Can the cohomology ring of the two-fold torus be calculated abstractly? In our lectures, we are given an unusual definition of cohomology and cup products which makes explicit calculations a bit tedious (that is, even more tedious than usual).
For the $n$- and $m$-spheres $S^n$ and $S^m$, I know that there’s an isomorphism of rings
$$H^•(S^n×S^m) \overset \simeq \longrightarrow H^•(S^n) \otimes H^•(S^m).$$
Can I use merely this fact, and other basic facts about cohomology like the Mayer–Vietoris sequence, Poincaré duality and the functoriality of cohomology to actually calculate the cohomology of the two-fold torus? What other  facts would I need?
 A: (It is not clear to me what you mean by "abstractly", I take this to mean "using general principles alone", which is only slightly less ambiguous.)
In any case, I propose the following. Our double torus is the connected sum $T^2\# T^2$ (where as usual $T^2=S^1\times S^1$).


*

*There is a general description of $H^\ast(M\# N)$ (with $M$ and $N$ oriented manifolds) in terms of $H^\ast(M)$ and $H^\ast(N)$, which is described in detail for instance here. I think that this can be regarded as a basic fact about cohomology, in fact much more basic than e.g. Poincaré duality. 
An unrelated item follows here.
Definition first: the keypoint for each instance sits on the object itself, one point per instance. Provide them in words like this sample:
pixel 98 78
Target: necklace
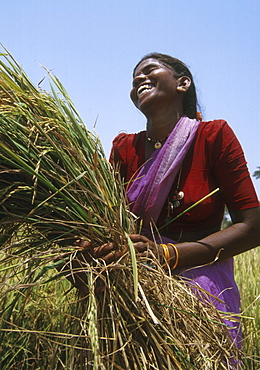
pixel 157 144
pixel 177 197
*Using the description in 1, we are left with the task of calculating the cohomology ring $H^\ast(T^2)$. But as you say, Künneth's theorem gives $H^\ast(T^2)=H^\ast(S^1)\otimes H^\ast(S^1)=\bigwedge_{\mathbf{Z}}[x,y]$ with $x$ and $y$ in degree $1$. (The description of the cohomology ring of the spheres is obvious.)
It is possible, using simplicial cohomology, to describe the cohomology ring of the double torus using only the definition. This is done for instance in Hatcher's algebraic topology (page 207, Example 3.7). But I regard the approach above as more satisfactory, and I think it would be misleading to think that using the definition alone is the way to do these kinds of computations in general; in my opinion, if one does a generic computation with (co-)homology, one cannot do a lot using the definition alone.
A: I think Qiaochu Yuan's post (https://qchu.wordpress.com/2013/10/12/the-cohomology-of-the-n-torus/) is quite relevant. In particular the first part gives a derivation of the cohomology (group) of the $n$-torus using Mayer–Vietoris . Of course you need more tools to compute the ring structure, but I think Qiaochu did a quite good job at elaborating it as well. So I feel an answer by me might be simply duplicating some parts of what he did. Of course you can use Poincare duality, but the computation of the homology groups takes some effort if you just use Mayer–Vietoris or long exact sequence.